#86 X11 - 100% cpu in child process (hang) after Xinitscr()

Kevin Lamonte

I never encountered this until running on a multi-core system.

My application calls Xinitscr(), and then in my main thread calls init_pair() which never returns. The child process spawned by XCursesInitscr() is at 100% CPU. Attaching to the child process shows it stuck in _XtWaitForSomething() inside XtAppMainLoop(). The parent process is blocked at the read() in XC_read_socket().

Inserting a sleep(2) at the beginning of _setup_curses() in pdcx11.c alleviates this issue for this machine. Also, manually stepping through the parent process _setup_curses() in gdb makes this non-reproducible.

This looks very similar to https://bugs.freedesktop.org/show_bug.cgi?id=809 .


  • Happy to see this report, it has a lot of interesting info.

    I'd say this seems not related to single/multi core, I am reproducing this very same problem in a single core system. This system is a Debian GNU/linux testing box (running xorg 7.7).

    An interesting info is that I could not reproduce this problem with Debian GNU/linux stable (squeeze) box (running xorg 7.5), so this may be related to recent changes in xorg.

    By the way , I tried with sleep(1) and seems to also work in my box, but since this is a workaround rather than a full fix using sleep(2) should not be a burden and probably makes more systems hide this problem.

  • I can finally reproduce this myself, since I upgraded from OS X 10.6 to 10.8.

  • Replace XtAppMainLoop() call.

  • Here's something interesting... I figured the ultimate way to kill this was to eliminate any possible race conditions by changing to a single-process model (something I wanted to do anyway).
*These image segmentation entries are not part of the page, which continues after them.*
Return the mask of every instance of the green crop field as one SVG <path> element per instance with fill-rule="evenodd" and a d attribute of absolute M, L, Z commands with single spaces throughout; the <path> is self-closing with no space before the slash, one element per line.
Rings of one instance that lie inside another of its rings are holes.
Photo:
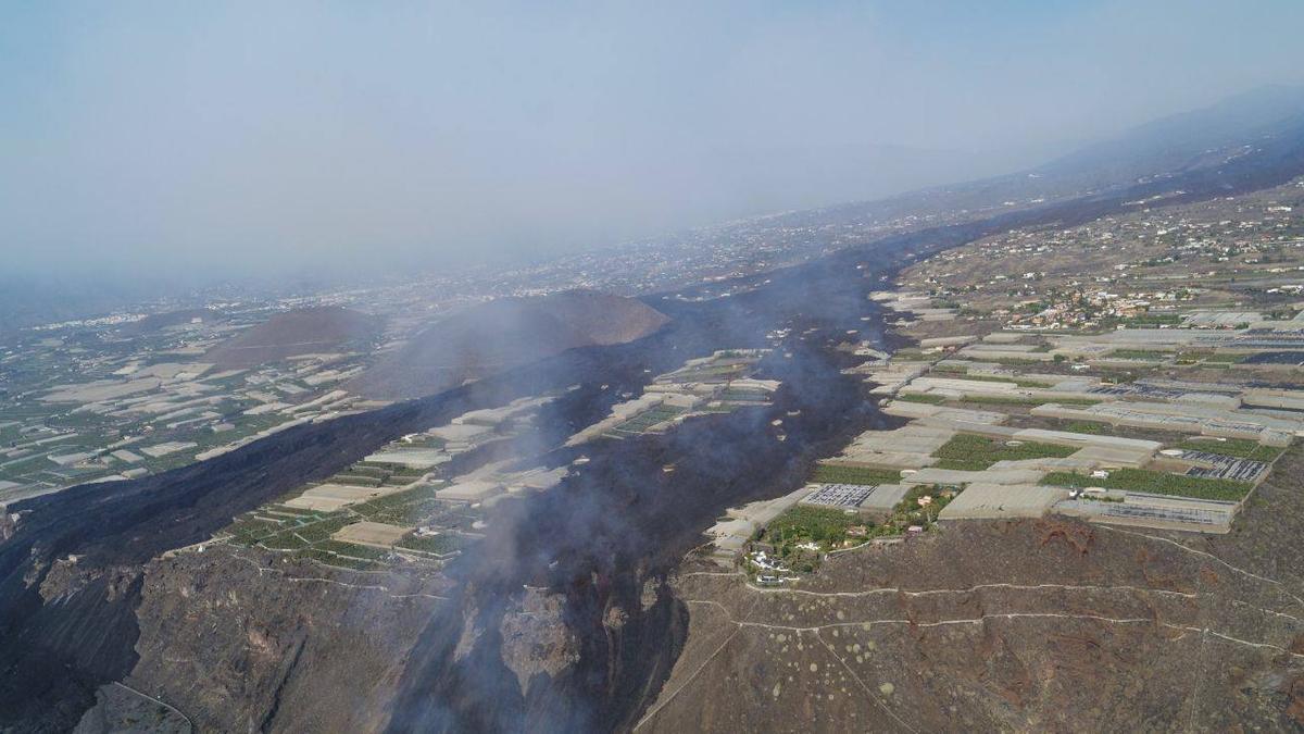
<path fill-rule="evenodd" d="M 820 464 L 815 466 L 811 482 L 825 485 L 895 485 L 901 481 L 901 473 L 892 469 L 870 469 L 865 466 L 840 466 Z"/>
<path fill-rule="evenodd" d="M 1149 469 L 1116 469 L 1104 479 L 1094 479 L 1085 474 L 1073 474 L 1069 471 L 1052 471 L 1042 477 L 1042 483 L 1060 487 L 1104 487 L 1107 490 L 1230 502 L 1240 500 L 1252 487 L 1247 482 L 1185 477 L 1181 474 L 1151 471 Z"/>
<path fill-rule="evenodd" d="M 1278 447 L 1262 445 L 1251 439 L 1227 439 L 1224 441 L 1201 441 L 1188 439 L 1178 444 L 1178 448 L 1188 451 L 1208 451 L 1209 453 L 1221 453 L 1223 456 L 1235 456 L 1253 461 L 1274 461 L 1282 455 L 1283 451 L 1286 451 Z"/>
<path fill-rule="evenodd" d="M 1063 458 L 1077 449 L 1056 444 L 1022 441 L 1018 445 L 1005 445 L 1005 441 L 957 434 L 932 456 L 940 458 L 940 469 L 962 469 L 981 471 L 998 461 L 1018 461 L 1022 458 Z"/>

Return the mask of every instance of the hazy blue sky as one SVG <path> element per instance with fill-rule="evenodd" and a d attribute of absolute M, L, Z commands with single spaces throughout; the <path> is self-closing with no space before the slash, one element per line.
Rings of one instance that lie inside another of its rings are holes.
<path fill-rule="evenodd" d="M 0 1 L 0 270 L 589 247 L 1297 82 L 1304 3 Z"/>

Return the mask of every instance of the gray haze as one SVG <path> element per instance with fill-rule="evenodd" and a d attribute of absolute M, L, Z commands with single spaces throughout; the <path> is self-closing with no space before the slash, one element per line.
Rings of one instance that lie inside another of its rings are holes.
<path fill-rule="evenodd" d="M 911 5 L 8 3 L 0 274 L 595 247 L 1016 170 L 1304 68 L 1297 0 Z"/>

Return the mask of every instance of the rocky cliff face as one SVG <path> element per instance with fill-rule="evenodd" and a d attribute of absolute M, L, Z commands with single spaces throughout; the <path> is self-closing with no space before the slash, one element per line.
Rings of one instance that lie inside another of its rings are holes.
<path fill-rule="evenodd" d="M 125 680 L 206 730 L 374 731 L 439 580 L 215 547 L 151 562 Z"/>
<path fill-rule="evenodd" d="M 1230 193 L 1304 170 L 1299 152 L 1265 155 L 1270 166 L 1240 159 L 1163 187 Z M 0 729 L 65 730 L 115 680 L 219 730 L 1214 729 L 1237 717 L 1288 729 L 1304 658 L 1304 521 L 1283 508 L 1297 507 L 1297 486 L 1265 495 L 1270 504 L 1226 541 L 973 525 L 897 554 L 840 556 L 814 594 L 689 573 L 664 582 L 720 512 L 793 488 L 814 456 L 874 424 L 831 346 L 849 330 L 875 337 L 861 321 L 878 286 L 861 274 L 866 259 L 879 266 L 1009 226 L 1086 221 L 1154 191 L 892 238 L 738 298 L 668 307 L 674 321 L 648 340 L 10 508 L 26 515 L 0 542 Z M 167 552 L 464 410 L 609 383 L 575 393 L 599 396 L 571 414 L 591 417 L 645 370 L 763 345 L 780 327 L 807 341 L 775 359 L 776 413 L 604 444 L 557 490 L 496 517 L 473 560 L 450 567 L 449 588 Z"/>

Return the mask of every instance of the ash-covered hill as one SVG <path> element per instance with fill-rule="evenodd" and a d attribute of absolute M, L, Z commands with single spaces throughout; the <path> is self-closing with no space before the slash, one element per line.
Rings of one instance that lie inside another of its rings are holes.
<path fill-rule="evenodd" d="M 639 300 L 595 291 L 494 300 L 421 330 L 348 389 L 382 400 L 434 394 L 567 349 L 630 342 L 666 321 Z"/>
<path fill-rule="evenodd" d="M 222 367 L 252 367 L 300 354 L 334 351 L 349 342 L 374 338 L 381 320 L 339 306 L 299 308 L 276 313 L 203 355 Z"/>

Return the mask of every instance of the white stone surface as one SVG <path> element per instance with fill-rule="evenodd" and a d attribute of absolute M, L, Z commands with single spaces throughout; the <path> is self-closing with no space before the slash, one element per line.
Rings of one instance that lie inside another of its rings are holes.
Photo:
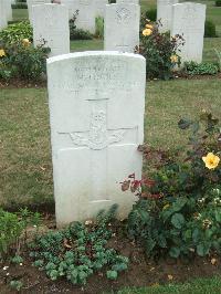
<path fill-rule="evenodd" d="M 7 9 L 4 0 L 0 0 L 0 30 L 7 28 Z"/>
<path fill-rule="evenodd" d="M 172 7 L 171 35 L 181 34 L 185 45 L 181 49 L 181 62 L 202 61 L 204 21 L 204 4 L 185 2 Z"/>
<path fill-rule="evenodd" d="M 118 203 L 125 218 L 135 196 L 120 181 L 141 178 L 146 61 L 119 52 L 48 60 L 57 227 L 96 217 Z"/>
<path fill-rule="evenodd" d="M 33 20 L 32 20 L 32 7 L 33 6 L 38 6 L 38 4 L 46 4 L 46 3 L 51 3 L 51 0 L 27 0 L 28 12 L 29 12 L 29 21 L 30 21 L 31 24 L 33 22 Z"/>
<path fill-rule="evenodd" d="M 33 40 L 34 45 L 51 49 L 50 56 L 70 53 L 69 10 L 62 4 L 33 6 Z"/>
<path fill-rule="evenodd" d="M 108 4 L 108 0 L 94 0 L 93 7 L 95 10 L 95 18 L 96 17 L 105 17 L 105 8 Z"/>
<path fill-rule="evenodd" d="M 104 48 L 109 51 L 134 52 L 139 45 L 140 6 L 106 6 Z"/>
<path fill-rule="evenodd" d="M 179 0 L 157 0 L 157 20 L 160 20 L 162 27 L 159 27 L 160 32 L 171 30 L 172 23 L 172 6 Z"/>
<path fill-rule="evenodd" d="M 10 0 L 4 0 L 6 2 L 6 10 L 7 10 L 7 21 L 12 20 L 12 8 L 11 8 L 11 1 Z"/>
As the very first baby step in that direction, I replaced the call to XtAppMainLoop() with the canonical implementation of that function (as seen at http://www.cs.cf.ac.uk/Dave/X_lecture/node16.html for example) -- and the problem went away, for me. I'd be interested to hear if this works for others. Patch attached as event-patch.diff.

    • assigned_to: nobody --> wmcbrine
    • status: open --> open-accepted
  • Another point -- if I change to the code shown here: http://www.spinics.net/lists/xorg/msg52062.html -- the version that uses XtAppProcessEvent() -- the hang returns. Follow-ups suggest this may actually be the way XtAppMainLoop() is implemented in X.org now (I don't have source handy to check).

  • I've gone ahead and added this patch to CVS for now.